Monday, September 17, 2007

Three Saturdays ago I rode my bicycle 100 kilometers. Two Saturdays ago, again, I rode 100 kilometers. This past Saturday, I rode 100 miles, completing the Surry Century! (A "century" is a 100 mile ride.)

A year ago, I was unable to complete the Surry ride. It was one of the signs that there was something seriously wrong with me.

Indeed, these days, I am very conscious of "a year ago."

A year ago, I had been to my primary care doctor, who had ordered a chest x-ray, which had come back showing some sort of masses on my lungs. A year ago tomorrow was my first appointment with a pulmonologist, to find out what was going on. A year ago this weekend, Patty and I drove down to Seabrook Island, South Carolina for what turned out to be my last visit with my father. While I was there, I developed a fever. We got back home on Saturday, but the next morning I was too sick to do church. (Council President James Wiers well remembers getting the phone call from me at 6:30 AM, asking if he would read the sermon I had prepared.) That next week, I went in for a C-T Scan of my lungs (9/25), and then endured a broncoscopy (9/29) that led my pulmonologist to think the problem was sarcoidosis. On October 4 he started me on prednizone to fight the sarcoidosis -- which, within days, made me feel worse. (The problem, of course, would turn out to be histoplasmosis, a fungal infection that grows wildly when fed steroids.) On October 26, I was admitted into the Williamsburg hospital, and on the 27th I was on a ventilator and being transferred to Norfolk General.

I look forward to the next six weeks being lots different from those six weeks a year ago!!

I was conscious of "a year ago" on the Surry Century ride two days ago, rejoicing as I was able to pedal strongly past places in the road where I had had to stop to gasp for breath the previous year.

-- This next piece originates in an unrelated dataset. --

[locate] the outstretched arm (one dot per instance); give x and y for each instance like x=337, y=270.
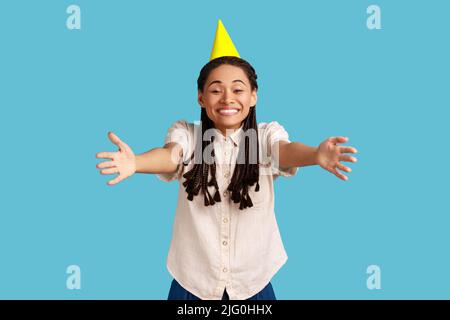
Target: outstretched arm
x=328, y=155
x=125, y=163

As I've begun convening the fall book study and Affirmation of Baptism classes I've been conscious of "a year ago." Last year I was only able to convene one session of each before I became too sick to continue. (Last night, one "AOB" parent, Mary Williams said, "We're not going to do that again this fall, are we?")

Yesterday was a very long day: as usual for a Sunday morning, I woke at 5:00 AM to do final preparations for that day's worship, then, when worship was over and I had talked with the last person who wanted to talk with me (at about 1:00 PM), I wolfed down a peanut butter and jelly sandwich and left the church with my vestments to drive to Pastor Fred Guy's installation service at Trinity Lutheran Church in Newport News (about 40 minutes away). After the service, I grabbed a cup of coffee at the reception (since I had taken my medicine I couldn't eat anything!) and got back in the car to get back to the church in time to eat dinner with the College students. Then was the first "AOB" session, and I got home at about 8:30 PM. This week will be full: Pre-school chapel is beginning, sermon prep, getting ready for this coming Sunday's Affirmation of Baptism session, leading sessions of the evening and afternoon prayer studies, an interview with a candidate for the open Director of Music position, a Stephen Ministers meeting, trying to fit a few visits in, and the routine things that just pop up each week. I'm looking forward to Friday night: my son, Nathan, and I will drive up to DC to see the Phillies play, so I'll get back home sometime in the early hours of Saturday morning.

In other words, I've woken up this morning with energy, and I look forward to what's coming up this week! Sure, I'm still taking that awful medicine twice a day. And my infectious disease doctor has no idea how long he'll keep me on it. I've simply learned to live with the feeling of queasiness in my stomach that's a side effect of the medicine. But I've been given bonus time, of restored health. My thankfulness to God is very deep.